Sein Arbeitgeber prüft jetzt den "sehr ernsten Vorgang" und erinnerte seine Angestellten daran, dass für die Nutzung hauseigener Computer strenge Vorschriften gelten. Betriebswirte sprechen hier von "Compliance", also der Einhaltung klarer, auch moralischer Regeln zum Wohle der Firma.

Kiely kann sich jetzt höchstens noch darauf herausreden, dass ihm die Bilder von anderer Stelle übermittelt wurden. In Dateien, deren Brisanz ihm erst nach dem Öffnen offenbar wurde. Ist Kiely ein Mobbingopfer? Hat sich ein ekelhafter E-Mail-Verfasser einen Spaß daraus gemacht, ihm aufreizende Bilder zu schicken? Dank modernster Technologien haben Denunzianten heute ja ein allzu leichtes Spiel.
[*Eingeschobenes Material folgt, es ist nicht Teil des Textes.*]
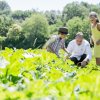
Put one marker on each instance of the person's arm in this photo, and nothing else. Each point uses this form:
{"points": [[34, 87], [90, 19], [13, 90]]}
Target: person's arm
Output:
{"points": [[89, 53], [68, 50], [98, 27], [50, 41]]}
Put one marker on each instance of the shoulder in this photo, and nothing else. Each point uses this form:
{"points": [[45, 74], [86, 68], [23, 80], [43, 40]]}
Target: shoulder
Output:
{"points": [[86, 43], [72, 42], [98, 26]]}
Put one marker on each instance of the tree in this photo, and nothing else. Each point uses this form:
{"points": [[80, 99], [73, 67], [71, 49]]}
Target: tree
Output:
{"points": [[15, 37], [4, 8], [73, 10], [51, 17], [78, 25], [21, 15], [36, 30]]}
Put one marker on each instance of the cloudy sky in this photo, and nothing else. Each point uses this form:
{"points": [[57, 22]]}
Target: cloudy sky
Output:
{"points": [[43, 5]]}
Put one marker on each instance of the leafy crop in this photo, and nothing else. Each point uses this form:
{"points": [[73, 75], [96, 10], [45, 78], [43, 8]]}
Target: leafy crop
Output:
{"points": [[39, 75]]}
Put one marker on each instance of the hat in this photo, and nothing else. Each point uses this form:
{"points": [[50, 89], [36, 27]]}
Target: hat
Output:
{"points": [[63, 30]]}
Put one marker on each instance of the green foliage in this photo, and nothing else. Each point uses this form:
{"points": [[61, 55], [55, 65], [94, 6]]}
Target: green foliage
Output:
{"points": [[36, 30], [14, 31], [33, 75], [74, 9], [5, 23], [21, 15], [78, 25], [4, 8]]}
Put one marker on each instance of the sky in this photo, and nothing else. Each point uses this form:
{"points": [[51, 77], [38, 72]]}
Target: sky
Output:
{"points": [[43, 5]]}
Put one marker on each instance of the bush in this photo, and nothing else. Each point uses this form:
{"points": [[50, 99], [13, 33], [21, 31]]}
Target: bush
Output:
{"points": [[15, 37], [36, 31], [76, 25]]}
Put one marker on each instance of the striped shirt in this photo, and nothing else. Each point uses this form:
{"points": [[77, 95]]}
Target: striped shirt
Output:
{"points": [[54, 44]]}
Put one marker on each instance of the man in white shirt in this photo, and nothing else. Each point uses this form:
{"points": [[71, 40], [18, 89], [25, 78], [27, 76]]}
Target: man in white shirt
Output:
{"points": [[79, 50]]}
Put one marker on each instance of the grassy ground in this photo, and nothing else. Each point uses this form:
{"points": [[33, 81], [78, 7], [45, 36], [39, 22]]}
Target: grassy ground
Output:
{"points": [[39, 75]]}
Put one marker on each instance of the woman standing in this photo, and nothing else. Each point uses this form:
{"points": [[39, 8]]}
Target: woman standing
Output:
{"points": [[95, 28]]}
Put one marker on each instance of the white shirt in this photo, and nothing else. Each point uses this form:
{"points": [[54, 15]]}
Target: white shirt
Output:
{"points": [[78, 50]]}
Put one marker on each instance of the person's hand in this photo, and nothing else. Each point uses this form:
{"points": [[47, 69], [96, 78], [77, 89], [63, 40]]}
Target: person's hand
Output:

"Das, was der Seele durch die Sinne zukommt", betonte bereits Descartes in seinem Traktat "Die Leidenschaften der Seele" von 1649, "bewegt sie viel stärker als das, was ihr durch die Vernunft vorgestellt wird". Scharping, Berlusconi, Woods - vielen wurde das zum Verhängnis. Andererseits: So ein Investmentbanker hat es in seinem Großraumbüro ja auch nicht leicht. Tag für Tag immer nur Zahlen, Zahlen, Zahlen. Wo bleibt da der Mensch?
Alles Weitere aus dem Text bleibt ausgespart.